Best refactoring for the dreaded While (True) loop

When I encounter a while(true) loop, that tells me either

  1. the break condition is not easily tested at the top (or bottom) of the loop,
    • there are multiple break conditions,
    • or the prior programmer was too lazy to factor the loop properly.

1 and 2 means you might as well stick with while(true). (I use for(;;), but that's a style thing in my opinion.) I'm with another poster, why dread this? I dread tortored loops that jump through hoops to get the loop rolled "properly".


Do we really need to refactor while(true) loops? Sometimes it's a coding standard and most of the developers has got used to this structure. If you have to think hard on how to refactor this code, are you sure it's a good idea to refactor it?

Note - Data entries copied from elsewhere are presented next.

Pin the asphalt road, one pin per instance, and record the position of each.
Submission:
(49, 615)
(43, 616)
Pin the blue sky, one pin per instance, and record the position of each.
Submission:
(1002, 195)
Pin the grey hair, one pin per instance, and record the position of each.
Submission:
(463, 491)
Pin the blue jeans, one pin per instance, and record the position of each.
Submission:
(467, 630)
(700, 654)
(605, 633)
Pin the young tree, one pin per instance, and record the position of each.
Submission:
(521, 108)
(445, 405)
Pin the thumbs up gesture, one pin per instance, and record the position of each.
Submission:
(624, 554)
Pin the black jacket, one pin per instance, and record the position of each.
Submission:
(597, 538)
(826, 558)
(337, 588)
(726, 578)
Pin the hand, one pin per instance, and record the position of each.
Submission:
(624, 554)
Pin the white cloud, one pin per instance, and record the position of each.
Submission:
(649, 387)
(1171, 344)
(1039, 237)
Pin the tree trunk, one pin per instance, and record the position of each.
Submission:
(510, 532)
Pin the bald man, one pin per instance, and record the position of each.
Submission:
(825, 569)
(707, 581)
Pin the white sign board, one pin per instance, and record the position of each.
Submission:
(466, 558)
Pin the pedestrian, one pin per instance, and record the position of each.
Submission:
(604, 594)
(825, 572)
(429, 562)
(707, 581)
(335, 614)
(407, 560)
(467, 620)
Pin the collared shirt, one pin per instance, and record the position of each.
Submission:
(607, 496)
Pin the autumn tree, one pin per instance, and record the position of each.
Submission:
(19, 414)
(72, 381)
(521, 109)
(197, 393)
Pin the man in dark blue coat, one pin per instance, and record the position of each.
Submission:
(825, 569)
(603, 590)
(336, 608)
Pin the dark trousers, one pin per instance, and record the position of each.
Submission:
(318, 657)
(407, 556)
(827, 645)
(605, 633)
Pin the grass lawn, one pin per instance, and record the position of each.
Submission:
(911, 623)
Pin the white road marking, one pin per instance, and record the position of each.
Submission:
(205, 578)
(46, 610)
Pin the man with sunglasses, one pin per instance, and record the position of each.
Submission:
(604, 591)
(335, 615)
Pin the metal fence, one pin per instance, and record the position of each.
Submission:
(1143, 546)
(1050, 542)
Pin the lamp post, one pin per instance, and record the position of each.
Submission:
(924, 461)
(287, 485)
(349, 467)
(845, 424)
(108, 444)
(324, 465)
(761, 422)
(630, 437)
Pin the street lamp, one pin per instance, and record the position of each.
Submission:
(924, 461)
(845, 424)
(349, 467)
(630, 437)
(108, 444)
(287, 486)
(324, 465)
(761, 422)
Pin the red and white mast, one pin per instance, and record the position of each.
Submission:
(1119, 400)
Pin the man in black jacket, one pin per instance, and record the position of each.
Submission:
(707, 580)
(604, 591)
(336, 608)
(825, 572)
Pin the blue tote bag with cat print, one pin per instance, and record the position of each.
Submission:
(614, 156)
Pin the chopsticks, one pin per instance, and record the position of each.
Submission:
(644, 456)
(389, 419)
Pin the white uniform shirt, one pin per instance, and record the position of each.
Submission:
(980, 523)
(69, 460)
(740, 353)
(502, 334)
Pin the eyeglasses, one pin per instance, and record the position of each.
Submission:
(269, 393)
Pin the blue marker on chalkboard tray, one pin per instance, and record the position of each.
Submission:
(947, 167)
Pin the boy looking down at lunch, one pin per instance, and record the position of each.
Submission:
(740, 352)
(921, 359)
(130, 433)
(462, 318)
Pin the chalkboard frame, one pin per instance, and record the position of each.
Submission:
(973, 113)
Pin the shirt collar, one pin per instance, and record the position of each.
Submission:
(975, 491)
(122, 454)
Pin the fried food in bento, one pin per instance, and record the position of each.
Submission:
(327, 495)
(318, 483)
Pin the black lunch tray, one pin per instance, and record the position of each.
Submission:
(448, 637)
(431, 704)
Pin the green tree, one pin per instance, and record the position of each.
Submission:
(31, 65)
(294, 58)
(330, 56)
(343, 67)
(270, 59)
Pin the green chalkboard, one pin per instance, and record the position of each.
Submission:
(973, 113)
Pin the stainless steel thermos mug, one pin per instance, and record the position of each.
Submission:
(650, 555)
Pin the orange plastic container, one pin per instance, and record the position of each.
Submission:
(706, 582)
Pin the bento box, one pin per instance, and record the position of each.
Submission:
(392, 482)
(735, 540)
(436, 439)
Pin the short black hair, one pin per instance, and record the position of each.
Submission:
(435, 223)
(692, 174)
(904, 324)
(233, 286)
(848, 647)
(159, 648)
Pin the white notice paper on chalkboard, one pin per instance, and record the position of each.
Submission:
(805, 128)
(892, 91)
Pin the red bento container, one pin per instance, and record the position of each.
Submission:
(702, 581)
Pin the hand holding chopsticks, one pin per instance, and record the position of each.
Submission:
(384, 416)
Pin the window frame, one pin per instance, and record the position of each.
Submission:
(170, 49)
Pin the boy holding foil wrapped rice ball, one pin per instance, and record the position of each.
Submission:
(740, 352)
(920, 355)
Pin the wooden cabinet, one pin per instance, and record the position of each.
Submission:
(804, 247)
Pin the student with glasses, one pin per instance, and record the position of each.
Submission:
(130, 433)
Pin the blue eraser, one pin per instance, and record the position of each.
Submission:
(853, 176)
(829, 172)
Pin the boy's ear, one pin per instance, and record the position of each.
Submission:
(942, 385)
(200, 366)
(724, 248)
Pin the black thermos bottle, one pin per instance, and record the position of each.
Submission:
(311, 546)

Goto used to be a black sheep in coding standards. I've met algorithms where goto made the code much more readable and shorter. Sometimes it doesn't worth to refactor (or better to use goto).

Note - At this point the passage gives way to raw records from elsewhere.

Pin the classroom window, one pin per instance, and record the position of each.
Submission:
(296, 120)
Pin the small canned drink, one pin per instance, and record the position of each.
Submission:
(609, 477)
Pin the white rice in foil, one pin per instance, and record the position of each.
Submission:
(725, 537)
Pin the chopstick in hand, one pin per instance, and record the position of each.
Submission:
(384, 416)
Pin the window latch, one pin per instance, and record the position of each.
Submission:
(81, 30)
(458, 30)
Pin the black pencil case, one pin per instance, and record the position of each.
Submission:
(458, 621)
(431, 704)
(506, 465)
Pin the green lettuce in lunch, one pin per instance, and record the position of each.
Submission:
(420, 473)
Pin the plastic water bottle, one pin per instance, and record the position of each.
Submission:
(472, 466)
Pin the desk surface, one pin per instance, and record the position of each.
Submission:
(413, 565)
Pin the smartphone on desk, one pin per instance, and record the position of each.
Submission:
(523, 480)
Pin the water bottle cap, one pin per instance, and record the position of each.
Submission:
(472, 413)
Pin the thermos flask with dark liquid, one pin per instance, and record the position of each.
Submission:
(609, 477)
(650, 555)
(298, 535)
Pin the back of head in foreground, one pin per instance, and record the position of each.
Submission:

On the other hand you can avoid while(true) most of the time.


What's so dreaded about it? Try finding a common break condition and refactor it to be the head of the loop. If that's not possible – fine.


My preference would be

start:

   // code goes here

goto start;

This most clearly expresses the intent. Good luck getting it past your coding standards. (Wonder how much karma this is going to cost me).